Federal privacy legislation would prevent your personal information being made available to others, and provides for fines of up to $150,000 for violations. But there is nothing in common law to prevent companies from using customer information to build profiles of “bad customers”.

“Lenders accumulate vast quantities of personal data from the time credit is applied for,” Daniel Marks, a senior associate at lawyers Gadens Ridgeway, told a recent data mining seminar in Sydney. “During the course of the credit, more information is gathered about how customers use and repay credit.”

The use of such data to forecast potential “problem customers” and refuse them credit, or set restrictions on their activity, can probably be done without breach of existing privacy laws, he said.

“The rationale for using this information is that (it) is already held by the data user, or lender, and is merely being used to produce a trend . . . providing broad results that do not refer to individuals,” he said.

But the trends generated can be then applied by corporations to make judgments about individuals - to class people as potential defaulters, for example, even if they’ve never defaulted before.

You might be denied credit not because of who you are, but the kind of person you are judged likely to be. Whether you have a spotless credit record may or may not matter.

While financial institutions rely on consent forms signed by customers at the time of credit application, the courts may well disagree with the extent of the use made by the data.

“The issue always arises as to whether the consent was truly an informed consent,” said Marks.

The federal Privacy Act of 1988 protects customers from a trade in private information, but only covers governments, telecommunication providers and financial institutions. In New South Wales, the Privacy and Data Protection Bill 1996 has been introduced into Parliament, seeking to extend this to the private sector as well as strengthen existing provisions.

Victorian Treasurer and Minister for Multimedia, Alan Stockdale, has recently indicated that Victoria will also introduce enhanced data protection laws.

In the finance industry, such tools are already being used extensively for things like fraud detection, credit card authorisation, and portfolio and investment analysis by brokerage companies trying to forecast what Wall Street will do tomorrow. Governments are also employing them, especially for welfare payments.
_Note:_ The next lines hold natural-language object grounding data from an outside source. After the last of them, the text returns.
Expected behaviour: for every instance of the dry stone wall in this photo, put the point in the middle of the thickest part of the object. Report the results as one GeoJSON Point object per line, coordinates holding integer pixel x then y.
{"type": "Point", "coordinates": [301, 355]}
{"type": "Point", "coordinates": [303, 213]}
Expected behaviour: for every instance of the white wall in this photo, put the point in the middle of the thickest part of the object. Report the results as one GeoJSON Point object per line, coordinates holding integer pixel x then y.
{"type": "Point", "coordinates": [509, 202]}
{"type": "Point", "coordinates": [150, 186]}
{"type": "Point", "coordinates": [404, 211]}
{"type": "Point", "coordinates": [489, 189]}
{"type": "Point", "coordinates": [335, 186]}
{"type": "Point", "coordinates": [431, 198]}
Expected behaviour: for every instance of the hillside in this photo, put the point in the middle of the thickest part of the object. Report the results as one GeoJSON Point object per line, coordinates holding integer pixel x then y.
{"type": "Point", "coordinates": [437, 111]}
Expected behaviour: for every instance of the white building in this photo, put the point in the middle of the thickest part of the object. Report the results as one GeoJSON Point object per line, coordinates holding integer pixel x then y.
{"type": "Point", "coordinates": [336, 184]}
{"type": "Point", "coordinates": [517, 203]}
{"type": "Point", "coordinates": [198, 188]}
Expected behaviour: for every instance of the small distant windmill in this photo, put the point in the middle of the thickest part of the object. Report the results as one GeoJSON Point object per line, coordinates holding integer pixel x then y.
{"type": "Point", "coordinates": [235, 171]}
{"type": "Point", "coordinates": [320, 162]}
BUT most companies in Australia are largely unaware of data mining, and very few use it. “It’s very data intensive,” said Hayward. “It’s only within the last year or two that it’s become practical to use, when you have reasonably inexpensive massively parallel processors and huge storage capabilities.

“ Australian companies using data mining tend to keep quiet about it. BHP is known to be using it for manufacturing analysis, and at least one major and one regional bank have been employing the techniques extensively.
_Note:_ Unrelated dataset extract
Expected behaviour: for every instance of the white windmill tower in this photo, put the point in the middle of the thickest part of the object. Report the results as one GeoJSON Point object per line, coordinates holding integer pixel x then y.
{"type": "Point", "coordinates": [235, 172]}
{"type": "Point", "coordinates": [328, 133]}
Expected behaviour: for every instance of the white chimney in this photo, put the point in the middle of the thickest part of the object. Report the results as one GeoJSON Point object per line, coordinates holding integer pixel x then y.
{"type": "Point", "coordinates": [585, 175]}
“This stuff is very strategic. No one wants to talk about it,” said Steve Hitchman, director of Management Information Principles, a leading data mining merchant.

“In Australia it’s quite rare, and even overseas, say in America, it’s not enormously widespread,” said Professor Quinlan.

Yet, data mining is gaining currency in Australian business: last week, the Data Warehousing Institute of Australia was set up, the first time the US-based organisation has opened a chapter outside the country.

The group has its eye not just on collecting the data, but mining it. “The bottom line is that with better management of information, business decisions can now have a sounder base,” said Phillip Clewlow, president of the new institute.

At Monash University in Melbourne, Dr Xindong Wu, one of the country’s leading data mining researchers, sees the technology as a source for good. He is developing programs that scour medical databases for interrelationships between symptoms and external factors, like weather and geography, with the onset of disease.

Using a database of two million individuals at one hospital, Wu hopes to uncover clues that would help medical researchers more easily recognise ailments, or treat them better.

“Many people have predicted that it will become the biggest application in artificial intelligence,” said Wu. “Data mining is becoming more and more practical.”